We’ve been wanting to try cooking something with mussels for a while, and finally got a good night off that was appropriate for wine and experimentation.
We couldn’t find the recipe that I had originally had in mind, but did find this one, for Steamed Mussels with Pernod, Celery Root, and Saffron Aioli, from Epicurus via the I-Phone while we were out and about. It was absolutely amazing- certainly the best seafood that I have ever cooked, and probably the best shellfish I have ever had.
I couldn’t find celery root, so just used celery, and used full-fat mayo because I couldn’t see buying the low-fat stuff. It was easy and just took a few minutes once you sorted through the mussels.

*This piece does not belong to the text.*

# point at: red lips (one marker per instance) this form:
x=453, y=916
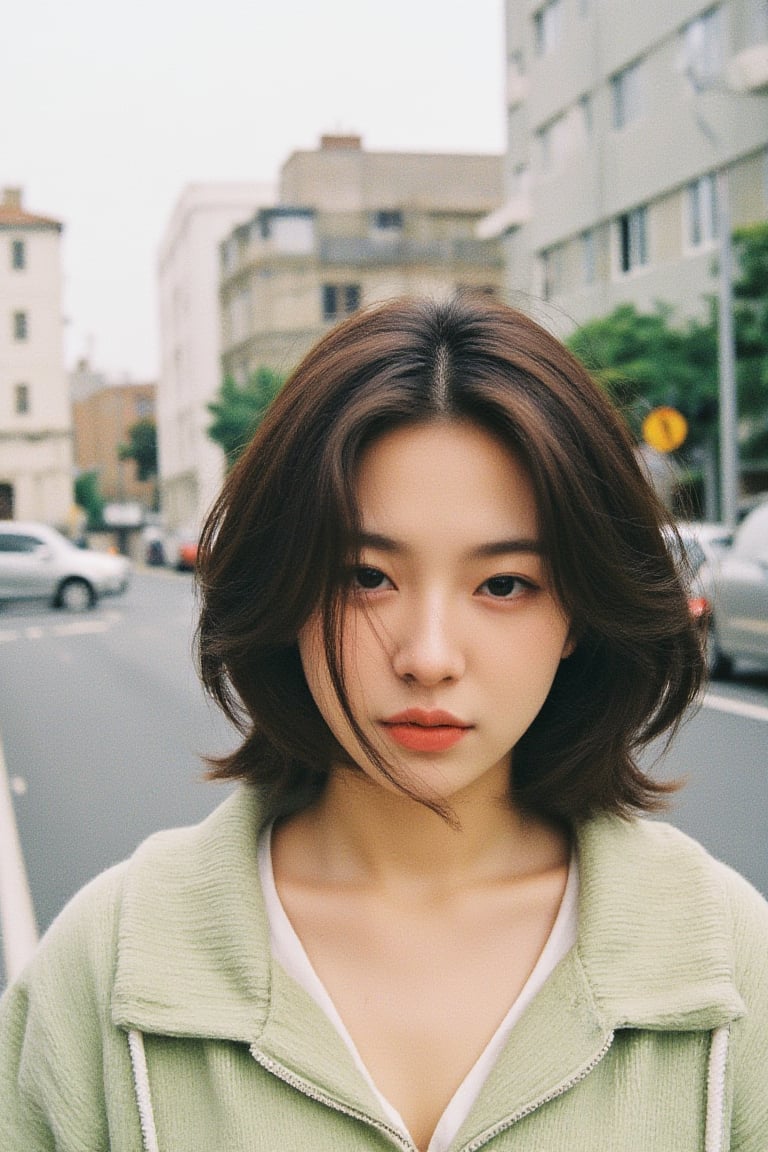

We picked up some crusty sourdough to go along, lightly toasted, and it complemented perfectly.
Steamed Mussels with Pernod, Celery Root and Saffron Aïoli Bon Appétit | February 1999
Offer this main course with plenty of crusty bread to soak up the delicious saffron broth. A crisp Sauvignon Blanc is good here, too.
Yield: Serves 6
1 tablespoon hot water
Pinch of saffron threads, crumbled
2/3 cup low-fat mayonnaise
2 garlic cloves, minced
Combine 1 tablespoon hot water and saffron in medium bowl. Let stand 5 minutes. Whisk in mayonnaise and garlic. Season to taste with salt. (Can be prepared 1 day ahead. Cover and refrigerate.)
Heat 2 tablespoons olive oil in heavy large pot over medium heat. Add celery root, leek, carrots, chopped celery and 4 tablespoons parsley. Stir to coat. Cover pot and cook until vegetables are tender, stirring occasionally, about 15 minutes. Add garlic and sauté 1 minute. Add mussels, wine and Pernod. Increase heat to high. Cover and cook until mussels open, stirring occasionally, about 6 minutes (discard any mussels that do not open). Remove from heat. Season cooking liquid to taste with salt and pepper.
Whisk 1/2 cup cooking liquid into aioli to make thin sauce. Ladle mussels and remaining cooking liquid into 6 bowls. Drizzle each serving with some aioli. Sprinkle with remaining 2 tablespoons parsley. Serve mussels, passing re-maining aioli separately.